Since then I've illustrated more than 120 books, published in 31 countries, translated into 19 languages, and I have been awarded as both a writer and illustrator, and also as a book designer. My most recent award is for my junior fiction series Flying Furballs (Upstart Press 2016). Book 1 Dogfight, won the 2018 Tatoulu children's choice award in France. In 2017 I was the recipient of the New Zealand Arts Foundation Mallinson Rendel Laureate Award, for lifetime achievement as an illustrator.
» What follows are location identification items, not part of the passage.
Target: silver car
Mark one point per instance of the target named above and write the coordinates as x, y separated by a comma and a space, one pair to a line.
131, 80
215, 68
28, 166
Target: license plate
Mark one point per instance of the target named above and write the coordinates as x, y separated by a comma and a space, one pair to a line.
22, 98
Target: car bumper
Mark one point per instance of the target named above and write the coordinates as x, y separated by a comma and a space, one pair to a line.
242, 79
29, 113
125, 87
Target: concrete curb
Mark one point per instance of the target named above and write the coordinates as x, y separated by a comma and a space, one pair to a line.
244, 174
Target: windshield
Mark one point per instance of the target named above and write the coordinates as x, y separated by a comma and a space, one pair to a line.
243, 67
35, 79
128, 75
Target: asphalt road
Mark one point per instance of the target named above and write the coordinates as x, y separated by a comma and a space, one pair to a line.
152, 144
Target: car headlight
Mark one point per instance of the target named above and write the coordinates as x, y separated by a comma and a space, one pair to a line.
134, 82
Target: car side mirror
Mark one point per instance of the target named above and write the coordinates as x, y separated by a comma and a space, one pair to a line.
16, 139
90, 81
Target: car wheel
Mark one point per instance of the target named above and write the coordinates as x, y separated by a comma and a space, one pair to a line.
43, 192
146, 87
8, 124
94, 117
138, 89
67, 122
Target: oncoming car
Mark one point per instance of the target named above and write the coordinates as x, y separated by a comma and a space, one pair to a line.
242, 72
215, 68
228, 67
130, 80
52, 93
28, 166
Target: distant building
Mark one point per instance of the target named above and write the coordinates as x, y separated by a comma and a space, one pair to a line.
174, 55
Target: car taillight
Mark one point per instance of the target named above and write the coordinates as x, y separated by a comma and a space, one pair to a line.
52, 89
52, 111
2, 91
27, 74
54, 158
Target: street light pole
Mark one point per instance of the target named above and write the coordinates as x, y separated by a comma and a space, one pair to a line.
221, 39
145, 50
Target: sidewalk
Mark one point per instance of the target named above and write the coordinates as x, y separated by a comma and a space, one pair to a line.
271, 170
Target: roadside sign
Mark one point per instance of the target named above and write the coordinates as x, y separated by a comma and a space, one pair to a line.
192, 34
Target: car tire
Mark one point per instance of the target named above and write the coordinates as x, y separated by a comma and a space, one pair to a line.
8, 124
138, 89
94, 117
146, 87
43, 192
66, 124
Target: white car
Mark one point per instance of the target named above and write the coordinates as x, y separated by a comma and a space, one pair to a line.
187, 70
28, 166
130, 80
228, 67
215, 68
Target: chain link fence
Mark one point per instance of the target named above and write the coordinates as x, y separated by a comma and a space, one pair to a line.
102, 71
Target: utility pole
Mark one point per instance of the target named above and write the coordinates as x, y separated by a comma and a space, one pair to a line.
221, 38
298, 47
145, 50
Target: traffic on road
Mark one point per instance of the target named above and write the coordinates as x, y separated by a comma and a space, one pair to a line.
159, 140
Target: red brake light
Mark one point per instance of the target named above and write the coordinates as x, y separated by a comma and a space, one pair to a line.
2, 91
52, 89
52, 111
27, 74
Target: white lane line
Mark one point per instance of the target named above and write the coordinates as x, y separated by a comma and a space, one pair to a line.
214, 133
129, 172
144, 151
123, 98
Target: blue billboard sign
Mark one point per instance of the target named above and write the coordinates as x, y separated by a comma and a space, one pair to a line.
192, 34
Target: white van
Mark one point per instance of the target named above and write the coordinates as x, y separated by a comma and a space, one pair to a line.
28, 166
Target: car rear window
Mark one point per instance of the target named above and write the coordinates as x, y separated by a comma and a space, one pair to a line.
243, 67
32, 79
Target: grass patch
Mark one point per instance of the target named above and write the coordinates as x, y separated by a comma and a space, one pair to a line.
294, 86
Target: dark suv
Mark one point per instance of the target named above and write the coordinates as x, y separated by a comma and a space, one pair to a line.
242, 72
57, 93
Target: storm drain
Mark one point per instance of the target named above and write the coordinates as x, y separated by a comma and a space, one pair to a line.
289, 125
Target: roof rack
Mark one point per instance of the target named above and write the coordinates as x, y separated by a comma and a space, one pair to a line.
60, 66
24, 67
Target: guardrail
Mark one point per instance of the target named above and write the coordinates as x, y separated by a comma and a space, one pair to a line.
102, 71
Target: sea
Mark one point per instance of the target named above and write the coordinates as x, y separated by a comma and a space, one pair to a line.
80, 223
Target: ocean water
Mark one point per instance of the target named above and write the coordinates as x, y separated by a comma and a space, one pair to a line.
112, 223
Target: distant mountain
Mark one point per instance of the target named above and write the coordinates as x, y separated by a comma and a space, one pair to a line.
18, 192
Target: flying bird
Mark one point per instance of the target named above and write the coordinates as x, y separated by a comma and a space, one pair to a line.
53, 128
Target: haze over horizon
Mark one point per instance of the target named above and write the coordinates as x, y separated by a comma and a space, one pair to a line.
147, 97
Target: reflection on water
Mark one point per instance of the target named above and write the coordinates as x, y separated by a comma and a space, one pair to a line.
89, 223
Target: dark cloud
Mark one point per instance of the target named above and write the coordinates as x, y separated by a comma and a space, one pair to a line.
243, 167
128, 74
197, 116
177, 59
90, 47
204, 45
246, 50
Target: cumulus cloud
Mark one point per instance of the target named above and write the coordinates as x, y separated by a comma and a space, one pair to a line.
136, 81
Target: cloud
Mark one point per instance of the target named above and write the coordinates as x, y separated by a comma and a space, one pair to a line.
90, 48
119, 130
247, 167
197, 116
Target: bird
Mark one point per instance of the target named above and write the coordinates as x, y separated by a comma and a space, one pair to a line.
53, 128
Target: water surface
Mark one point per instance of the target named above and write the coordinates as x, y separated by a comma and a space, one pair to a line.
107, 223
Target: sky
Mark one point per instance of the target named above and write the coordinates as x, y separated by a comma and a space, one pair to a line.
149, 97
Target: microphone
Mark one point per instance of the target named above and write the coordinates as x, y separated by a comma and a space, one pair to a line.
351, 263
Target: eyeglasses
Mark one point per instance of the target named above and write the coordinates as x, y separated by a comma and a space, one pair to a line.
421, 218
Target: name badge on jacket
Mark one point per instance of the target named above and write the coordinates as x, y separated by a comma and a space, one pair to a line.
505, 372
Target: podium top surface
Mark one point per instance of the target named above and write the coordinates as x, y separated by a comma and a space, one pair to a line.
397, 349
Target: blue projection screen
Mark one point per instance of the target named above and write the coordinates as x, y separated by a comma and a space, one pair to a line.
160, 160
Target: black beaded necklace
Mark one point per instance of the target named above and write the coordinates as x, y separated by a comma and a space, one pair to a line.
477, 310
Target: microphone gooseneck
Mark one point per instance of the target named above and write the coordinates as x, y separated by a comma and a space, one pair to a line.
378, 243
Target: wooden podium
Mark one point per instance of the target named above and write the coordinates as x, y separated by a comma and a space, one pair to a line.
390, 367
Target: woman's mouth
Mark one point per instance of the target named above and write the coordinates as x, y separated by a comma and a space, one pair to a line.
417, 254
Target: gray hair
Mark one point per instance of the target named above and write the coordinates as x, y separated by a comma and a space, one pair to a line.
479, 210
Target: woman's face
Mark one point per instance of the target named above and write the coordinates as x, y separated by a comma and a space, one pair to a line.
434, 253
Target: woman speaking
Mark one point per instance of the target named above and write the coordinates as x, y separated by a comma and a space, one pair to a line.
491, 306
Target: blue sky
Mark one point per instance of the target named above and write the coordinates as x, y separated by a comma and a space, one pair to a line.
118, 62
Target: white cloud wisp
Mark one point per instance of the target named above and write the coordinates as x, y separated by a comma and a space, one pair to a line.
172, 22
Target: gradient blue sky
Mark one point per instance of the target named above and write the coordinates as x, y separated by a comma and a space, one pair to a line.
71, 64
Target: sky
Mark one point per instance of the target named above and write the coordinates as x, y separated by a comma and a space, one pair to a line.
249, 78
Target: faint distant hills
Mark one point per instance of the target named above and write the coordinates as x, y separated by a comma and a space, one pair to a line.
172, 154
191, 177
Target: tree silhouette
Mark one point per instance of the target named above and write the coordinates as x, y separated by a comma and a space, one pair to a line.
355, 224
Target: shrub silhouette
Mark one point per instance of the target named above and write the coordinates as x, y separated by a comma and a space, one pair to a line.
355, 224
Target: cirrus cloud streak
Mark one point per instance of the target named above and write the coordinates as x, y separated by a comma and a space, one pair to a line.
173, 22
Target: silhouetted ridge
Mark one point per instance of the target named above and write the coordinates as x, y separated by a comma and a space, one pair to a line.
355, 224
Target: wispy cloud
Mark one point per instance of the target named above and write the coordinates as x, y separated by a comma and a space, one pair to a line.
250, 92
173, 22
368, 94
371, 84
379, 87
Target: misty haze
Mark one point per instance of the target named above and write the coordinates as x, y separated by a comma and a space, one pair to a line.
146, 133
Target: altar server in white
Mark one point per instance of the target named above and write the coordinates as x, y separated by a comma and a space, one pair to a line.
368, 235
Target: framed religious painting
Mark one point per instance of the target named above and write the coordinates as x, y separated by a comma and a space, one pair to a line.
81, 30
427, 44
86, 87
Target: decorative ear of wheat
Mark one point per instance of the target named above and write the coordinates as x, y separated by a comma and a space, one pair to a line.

I am a two time recipient of the International Youth Library's White Raven Award (listing the top 200 children's books in the world) for: Fuzzy Doodle (written by Melinda Szymanik, published by Scholastic NZ) in 2017, and my innovative hybrid part-novel, part-comic Monkey Boy (Scholastic NZ), in 2015. Monkey Boy also won the top prize for junior fiction at the 2015 New Zealand Book Awards for Children and Young Adults. My illustrated biography Much Ado About Shakespeare won the Russell Clark Illustration Award for best illustration at the 2016 NZ Book Awards for Children and Young Adults.
 
I enjoy working across a broad range of books, from my illustrated biographies Faithfully Mozart (Upstart 2018) and Much Ado About Shakespare (Upstart 2016), to my best-selling pre-school books The Wheels on the Bus (Hodder Moa 2010) and The Looky Book (Hodder Moa 2012). In 2014 my work on The Three Bears Sort Of (written by Yvonne Morrison, published by Scholastic 2013)won the Overall Children's Choice at the New Zealand Post Book Awards for Children and Young Adults, taking a staggering 2/3 of the 15,000 votes. Three Bears Sort Of also won the Children's Choice at the 2014 West Australian Young Readers Book Awards. Other notable books include my wordless picture book The Weather Machine (Hachette 2013), and one of my personal favourites was illustrating Margaret Mahy's Dashing Dog (Harper Collins 2013). I am co-creator of the hit international series Dinosaur Rescue (with Kyle Mewburn, published by Scholastic 2012-2015) which has been a number one bestseller as far away as Norway.
 
Having fun is playing guitar, piano and saxophone. I'm also the singer and percussionist for a 13 piece funk-jazz ensemble "Hot Tub". I love getting up on stage for the odd muscial and have played Marius in Les Miserables and Frank in the rock horror comedy musical Fang. Unfortunately I don't have time anymore for windsurfing, yoga and volleyball. I live in Taupo with my wife and 3 daughters.